Maybe if I play my cards right, I'll use git for the rest of my career. If not, maybe there will be something new eventually, but I imagine that the concepts learned in mastering Git would still be useful.

You should give Mercurial a try. When you enable the changeset editing extensions it does everything Git does and is much easier to use and understand. I’ve trained people on both systems and Mercurial is much less creaky. The only reason everyone uses Git is for historical reasons because most of the modules In referring to weren’t added to Mercurial until like 09 when Git started seeing widespread use.

I used mercurial quite a bit back in 2010. It's nice, but I don't see the value in sinking a bunch of time into it these days.

Every one of the projects that I interact with regularly are in a Git repo on some kind of Git hosting service and the projects are run by people who understand/use Git regularly.
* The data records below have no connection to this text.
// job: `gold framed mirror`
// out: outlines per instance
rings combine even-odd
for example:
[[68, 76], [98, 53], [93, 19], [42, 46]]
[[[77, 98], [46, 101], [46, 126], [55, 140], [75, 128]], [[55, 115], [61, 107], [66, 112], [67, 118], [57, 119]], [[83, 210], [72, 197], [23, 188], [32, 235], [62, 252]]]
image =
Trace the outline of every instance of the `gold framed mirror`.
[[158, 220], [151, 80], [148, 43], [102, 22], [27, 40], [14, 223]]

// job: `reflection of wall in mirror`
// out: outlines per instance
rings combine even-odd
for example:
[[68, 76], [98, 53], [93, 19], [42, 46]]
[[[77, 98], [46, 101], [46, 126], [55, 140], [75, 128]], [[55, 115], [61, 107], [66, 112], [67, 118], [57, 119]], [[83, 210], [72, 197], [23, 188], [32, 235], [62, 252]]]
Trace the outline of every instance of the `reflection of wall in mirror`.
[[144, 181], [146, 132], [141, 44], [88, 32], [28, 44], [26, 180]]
For those projects, switching to Mercurial is a net loss, even just considering the time it takes to migrate the codebase + related processes (think CI, issue queue integration, even the repo hosting itself).

Sure, I could use hg-git, but that doesn't gain me much either: now I'm the guy with the weird setup. If something goes wrong with my setup, it's too weird for other people to help with. If something goes wrong with somebody else's setup, I'm not that helpful because I have a weird setup.

many places were fine with cvs and svn as well

Was anyone _really_ fine with cvs?

I'd add that folks should not be forcing the use of git, even within an organization that uses it.

Mercurial works great, has a sane CLI and can both manipulate and interoperate with git repos.

Many of the tools mentioned, at their core, are manipulating the same DAG data structures.

I found Mercurial to be just as capable and much easier to learn. I’m really only considering moving my team to Git as a least-common-denominator move since nobody really makes tools for Mercurial outside of Facebook. Otherwise it’s harder to learn Git and definitely it’s harder to train interns and juniors to use it.

> neither Google nor Facebook use git

What do Google and FB use as their VCS? Also, any source? I don't mean this to be an attack, I am just genuinely amazed by the statement.

Google uses a custom implementation of the Perforce interface called Piper. Google has looked at git and mercurial, but have concluded that they can't scale to the level they need it to. Read more about it here:


Facebook uses Mercurial.

> Why do you think it's the wrong way?

Because the porcelain is a nonsensical pile of crap on it’s own so you really can not make sense of it from the top down, it actively resist that approach.

That’s not an assertion that it’s a good thing mind, just that it’s the only one: learning git from the bottom up is much easier than top-down, and people who dislike that approach are simply hosed.

I view not learning the basic concepts of how git works inside like trying to learn SQL without know what a table is.

You could, but its easier if understand that basic abstractions which are its fundamental building blocks.

I think it's more like learning enough SQL to build an application without learning about indexes and transactions: you can be sufficiently productive until you encounter corner cases or things go wrong.

> I view not learning the basic concepts of how git works inside like trying to learn SQL without know what a table is.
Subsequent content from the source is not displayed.